M. [J] [P] produit par ailleurs des documents mentionnant l’adresse litigieuse comme étant la sienne ; toutefois ils sont postérieurs au décès de Mme [D] [A] (notamment: attestation fiscale adressée par Pôle emploi à M. [J] [P] le 11 janvier 2019, courriers de la banque Natixis en date du 9 mai et 3 juin 2019, avis 2019 d’imposition sur les revenus 2018), à l’exception d’une demande d’inscription à pôle emploi du 25 décembre 2017 et d’un contrat de travail à durée déterminée signé avec la société Jordan and Earth en date du 20 janvier 2018.

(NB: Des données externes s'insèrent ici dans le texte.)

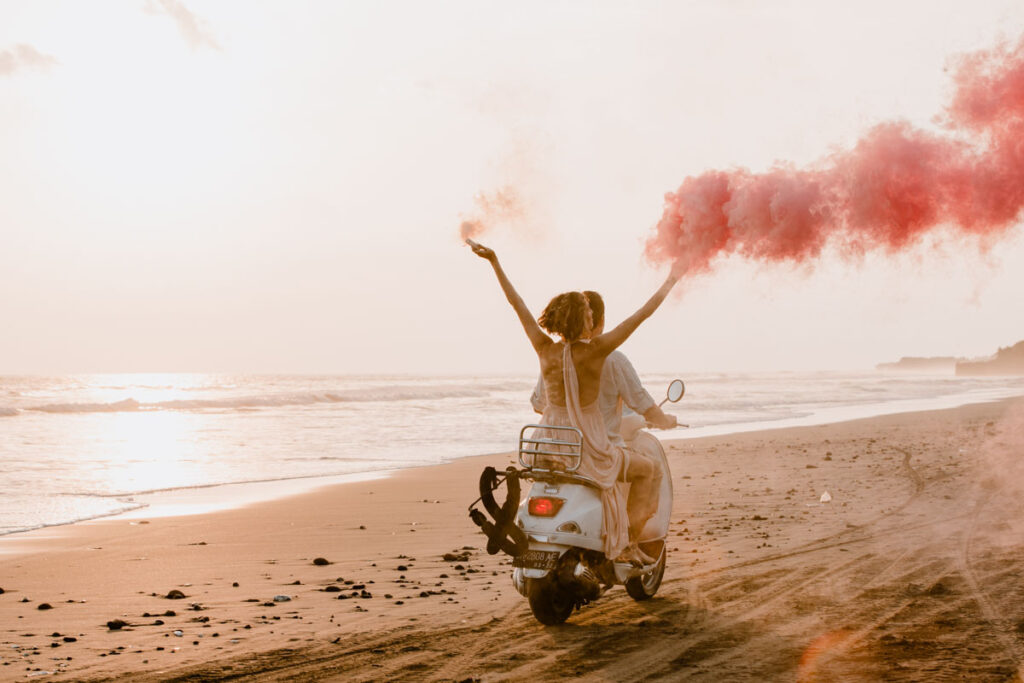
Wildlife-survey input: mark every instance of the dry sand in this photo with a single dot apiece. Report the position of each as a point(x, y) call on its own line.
point(912, 571)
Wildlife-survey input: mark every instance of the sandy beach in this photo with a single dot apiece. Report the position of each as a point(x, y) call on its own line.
point(909, 572)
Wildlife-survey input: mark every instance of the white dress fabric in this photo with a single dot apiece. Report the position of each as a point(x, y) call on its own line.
point(602, 461)
point(619, 381)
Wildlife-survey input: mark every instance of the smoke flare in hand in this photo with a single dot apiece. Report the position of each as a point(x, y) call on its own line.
point(897, 183)
point(499, 206)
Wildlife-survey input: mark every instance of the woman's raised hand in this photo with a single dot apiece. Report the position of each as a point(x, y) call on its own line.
point(481, 251)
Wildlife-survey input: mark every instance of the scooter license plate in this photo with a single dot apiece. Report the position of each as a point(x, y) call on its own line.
point(537, 559)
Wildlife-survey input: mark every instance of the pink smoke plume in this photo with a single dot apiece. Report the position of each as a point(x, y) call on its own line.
point(499, 206)
point(896, 184)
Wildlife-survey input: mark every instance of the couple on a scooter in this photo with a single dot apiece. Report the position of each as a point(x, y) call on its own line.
point(571, 372)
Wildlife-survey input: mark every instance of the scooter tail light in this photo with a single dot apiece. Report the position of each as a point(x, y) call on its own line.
point(545, 506)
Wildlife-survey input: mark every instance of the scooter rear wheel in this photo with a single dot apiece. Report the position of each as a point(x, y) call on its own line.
point(551, 605)
point(645, 586)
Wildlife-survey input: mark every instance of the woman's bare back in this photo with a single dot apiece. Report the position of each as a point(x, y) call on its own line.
point(588, 365)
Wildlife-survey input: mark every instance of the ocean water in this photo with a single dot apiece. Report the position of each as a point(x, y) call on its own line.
point(78, 447)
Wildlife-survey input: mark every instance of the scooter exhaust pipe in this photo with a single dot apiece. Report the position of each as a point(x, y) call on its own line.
point(589, 586)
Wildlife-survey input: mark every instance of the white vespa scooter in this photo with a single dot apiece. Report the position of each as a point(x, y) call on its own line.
point(556, 536)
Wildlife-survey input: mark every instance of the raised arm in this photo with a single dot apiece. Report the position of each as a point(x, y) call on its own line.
point(537, 336)
point(609, 341)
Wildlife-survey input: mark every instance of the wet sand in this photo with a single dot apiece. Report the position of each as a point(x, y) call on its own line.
point(911, 571)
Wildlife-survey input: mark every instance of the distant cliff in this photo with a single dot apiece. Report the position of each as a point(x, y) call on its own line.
point(1008, 360)
point(944, 365)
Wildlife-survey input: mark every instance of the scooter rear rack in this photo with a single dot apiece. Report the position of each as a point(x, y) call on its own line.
point(561, 446)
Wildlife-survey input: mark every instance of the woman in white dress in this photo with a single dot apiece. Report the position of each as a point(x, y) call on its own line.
point(571, 371)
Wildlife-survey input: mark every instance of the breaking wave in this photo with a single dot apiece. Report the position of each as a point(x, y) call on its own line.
point(270, 400)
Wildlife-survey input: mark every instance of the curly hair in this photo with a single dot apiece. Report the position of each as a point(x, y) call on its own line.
point(565, 315)
point(596, 306)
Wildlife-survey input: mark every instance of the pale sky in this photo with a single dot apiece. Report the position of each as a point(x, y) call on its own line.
point(220, 185)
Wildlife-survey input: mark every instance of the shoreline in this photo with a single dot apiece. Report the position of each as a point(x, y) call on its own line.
point(759, 572)
point(217, 497)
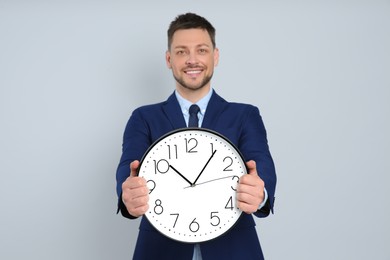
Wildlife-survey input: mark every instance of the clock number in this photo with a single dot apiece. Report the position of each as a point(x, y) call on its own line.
point(175, 151)
point(212, 148)
point(152, 186)
point(230, 162)
point(194, 144)
point(235, 177)
point(177, 216)
point(229, 204)
point(214, 218)
point(194, 226)
point(158, 209)
point(161, 166)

Cependant, la RIVP produit les bulletins de salaire de l’intéressé pour les mois de février, mai, juin et décembre 2018, qui lui sont adressés à une autre adresse, à [Localité 6], l’avis d’impôt sur le revenu 2017, qui lui a été adressé [Adresse 5], une attestation d’employeur adressé à Pôle emploi le 28 décembre 2018 indiquant adresse de [Localité 6].

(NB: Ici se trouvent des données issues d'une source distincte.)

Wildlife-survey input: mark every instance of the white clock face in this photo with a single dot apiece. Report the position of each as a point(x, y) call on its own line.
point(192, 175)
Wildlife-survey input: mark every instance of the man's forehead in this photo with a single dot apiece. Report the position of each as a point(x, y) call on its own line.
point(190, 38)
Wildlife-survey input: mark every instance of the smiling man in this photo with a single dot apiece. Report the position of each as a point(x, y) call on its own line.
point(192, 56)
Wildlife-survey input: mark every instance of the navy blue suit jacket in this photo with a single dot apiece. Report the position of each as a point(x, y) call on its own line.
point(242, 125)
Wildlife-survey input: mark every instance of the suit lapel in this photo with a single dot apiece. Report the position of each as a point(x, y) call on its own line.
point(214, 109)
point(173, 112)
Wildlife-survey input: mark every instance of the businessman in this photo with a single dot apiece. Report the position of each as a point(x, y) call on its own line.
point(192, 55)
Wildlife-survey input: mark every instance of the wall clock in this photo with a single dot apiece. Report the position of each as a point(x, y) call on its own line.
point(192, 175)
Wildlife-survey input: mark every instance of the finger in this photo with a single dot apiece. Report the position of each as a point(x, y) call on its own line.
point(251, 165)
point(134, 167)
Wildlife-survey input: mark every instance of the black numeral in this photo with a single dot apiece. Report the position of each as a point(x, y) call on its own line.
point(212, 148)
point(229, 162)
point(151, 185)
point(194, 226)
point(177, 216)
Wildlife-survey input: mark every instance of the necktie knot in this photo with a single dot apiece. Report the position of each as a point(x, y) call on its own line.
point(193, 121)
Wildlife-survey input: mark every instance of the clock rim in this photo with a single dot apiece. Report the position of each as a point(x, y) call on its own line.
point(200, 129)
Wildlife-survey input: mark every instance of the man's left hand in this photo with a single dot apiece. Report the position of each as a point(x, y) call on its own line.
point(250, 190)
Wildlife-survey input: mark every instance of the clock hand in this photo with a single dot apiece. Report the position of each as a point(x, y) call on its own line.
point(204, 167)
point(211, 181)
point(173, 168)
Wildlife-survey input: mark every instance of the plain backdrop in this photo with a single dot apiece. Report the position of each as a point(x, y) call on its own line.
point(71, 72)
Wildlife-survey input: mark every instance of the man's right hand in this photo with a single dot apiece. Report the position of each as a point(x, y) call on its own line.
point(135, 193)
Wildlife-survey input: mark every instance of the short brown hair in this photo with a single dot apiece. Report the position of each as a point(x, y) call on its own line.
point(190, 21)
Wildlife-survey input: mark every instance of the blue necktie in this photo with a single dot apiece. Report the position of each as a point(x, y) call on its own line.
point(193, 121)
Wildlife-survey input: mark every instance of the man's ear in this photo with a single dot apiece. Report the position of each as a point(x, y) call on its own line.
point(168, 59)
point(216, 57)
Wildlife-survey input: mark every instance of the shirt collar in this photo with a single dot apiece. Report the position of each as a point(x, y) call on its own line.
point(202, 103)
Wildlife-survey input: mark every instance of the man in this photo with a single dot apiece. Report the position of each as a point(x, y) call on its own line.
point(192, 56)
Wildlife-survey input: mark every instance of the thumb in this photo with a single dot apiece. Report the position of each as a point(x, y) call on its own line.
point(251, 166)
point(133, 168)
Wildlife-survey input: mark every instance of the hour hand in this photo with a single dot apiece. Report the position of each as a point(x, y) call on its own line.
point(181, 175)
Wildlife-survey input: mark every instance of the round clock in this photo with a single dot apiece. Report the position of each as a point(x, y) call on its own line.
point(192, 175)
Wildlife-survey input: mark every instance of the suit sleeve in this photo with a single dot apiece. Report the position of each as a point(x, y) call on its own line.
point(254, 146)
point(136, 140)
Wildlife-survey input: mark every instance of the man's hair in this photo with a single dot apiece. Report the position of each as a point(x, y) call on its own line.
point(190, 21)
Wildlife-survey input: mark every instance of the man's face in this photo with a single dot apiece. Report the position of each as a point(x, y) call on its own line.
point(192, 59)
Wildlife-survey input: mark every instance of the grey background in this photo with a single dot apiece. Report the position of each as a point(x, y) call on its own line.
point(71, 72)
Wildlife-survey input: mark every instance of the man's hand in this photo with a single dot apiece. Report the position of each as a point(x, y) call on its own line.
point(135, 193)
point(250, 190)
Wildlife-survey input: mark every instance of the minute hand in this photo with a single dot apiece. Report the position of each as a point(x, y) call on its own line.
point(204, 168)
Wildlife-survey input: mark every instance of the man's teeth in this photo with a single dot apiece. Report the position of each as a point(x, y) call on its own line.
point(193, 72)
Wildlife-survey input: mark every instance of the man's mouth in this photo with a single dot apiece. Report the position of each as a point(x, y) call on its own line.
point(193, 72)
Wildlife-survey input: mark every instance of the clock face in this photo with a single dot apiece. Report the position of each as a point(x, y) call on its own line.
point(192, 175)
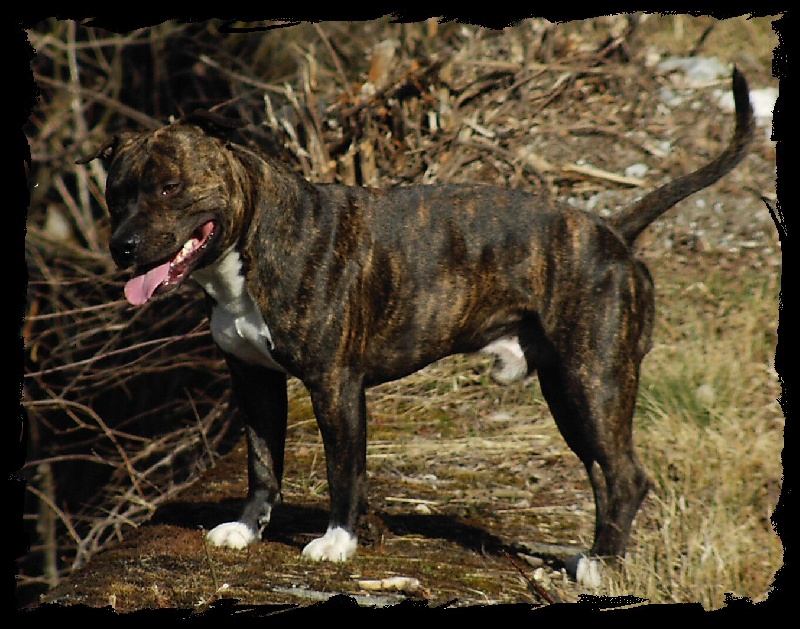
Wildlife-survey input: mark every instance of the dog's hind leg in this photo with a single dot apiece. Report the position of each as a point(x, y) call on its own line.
point(590, 382)
point(262, 399)
point(595, 421)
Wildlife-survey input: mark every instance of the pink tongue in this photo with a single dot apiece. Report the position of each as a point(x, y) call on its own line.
point(141, 288)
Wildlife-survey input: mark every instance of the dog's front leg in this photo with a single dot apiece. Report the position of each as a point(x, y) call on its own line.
point(262, 399)
point(339, 404)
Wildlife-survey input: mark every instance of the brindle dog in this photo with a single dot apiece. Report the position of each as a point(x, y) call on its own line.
point(347, 287)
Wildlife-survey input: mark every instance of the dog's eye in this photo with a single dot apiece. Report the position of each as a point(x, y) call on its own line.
point(170, 188)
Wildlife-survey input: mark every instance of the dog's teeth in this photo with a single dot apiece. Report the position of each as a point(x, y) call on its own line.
point(187, 248)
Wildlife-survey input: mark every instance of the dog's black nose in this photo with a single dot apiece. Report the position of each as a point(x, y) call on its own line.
point(123, 249)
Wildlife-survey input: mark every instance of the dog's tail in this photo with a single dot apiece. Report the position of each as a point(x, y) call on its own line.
point(633, 220)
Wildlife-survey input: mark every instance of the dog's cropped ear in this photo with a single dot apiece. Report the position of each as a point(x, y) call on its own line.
point(212, 123)
point(106, 150)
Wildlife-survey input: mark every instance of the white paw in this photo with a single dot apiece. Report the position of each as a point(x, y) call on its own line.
point(336, 545)
point(232, 535)
point(510, 364)
point(589, 573)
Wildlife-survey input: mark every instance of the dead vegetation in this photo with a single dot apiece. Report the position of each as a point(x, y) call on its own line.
point(125, 408)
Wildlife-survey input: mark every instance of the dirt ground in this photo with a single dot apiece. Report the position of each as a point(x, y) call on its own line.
point(469, 513)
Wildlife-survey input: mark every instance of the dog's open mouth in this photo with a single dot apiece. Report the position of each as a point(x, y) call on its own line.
point(170, 274)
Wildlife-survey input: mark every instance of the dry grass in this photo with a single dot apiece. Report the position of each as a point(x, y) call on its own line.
point(523, 108)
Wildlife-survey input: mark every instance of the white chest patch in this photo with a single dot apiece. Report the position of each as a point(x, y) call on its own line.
point(237, 324)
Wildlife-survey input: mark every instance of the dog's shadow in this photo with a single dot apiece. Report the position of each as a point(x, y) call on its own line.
point(294, 524)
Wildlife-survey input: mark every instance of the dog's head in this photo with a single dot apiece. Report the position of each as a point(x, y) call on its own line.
point(169, 193)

Du point de vue des documents administratifs, professionnels ou institutionnels, l’adresse de l’intéressé est donc incertaine sur la période exigée légalement, et à tout le moins insuffisamment établie dans les lieux objets du bail d’habitation.
Enfin, aucune pièce ne mentionne une occupation par M. [V] [P] de l’appartement litigieux si ce n’est un contrat de travail du 4 octobre 2019, postérieur au décès.
Au vu de ces éléments, les appelants n’établissent pas avoir vécu avec la locataire dans l’appartement objet du bail depuis au moins un an à la date du décès, de sorte qu’ils ne peuvent prétendre au transfert du bail, qui a été résilié à la date du décès.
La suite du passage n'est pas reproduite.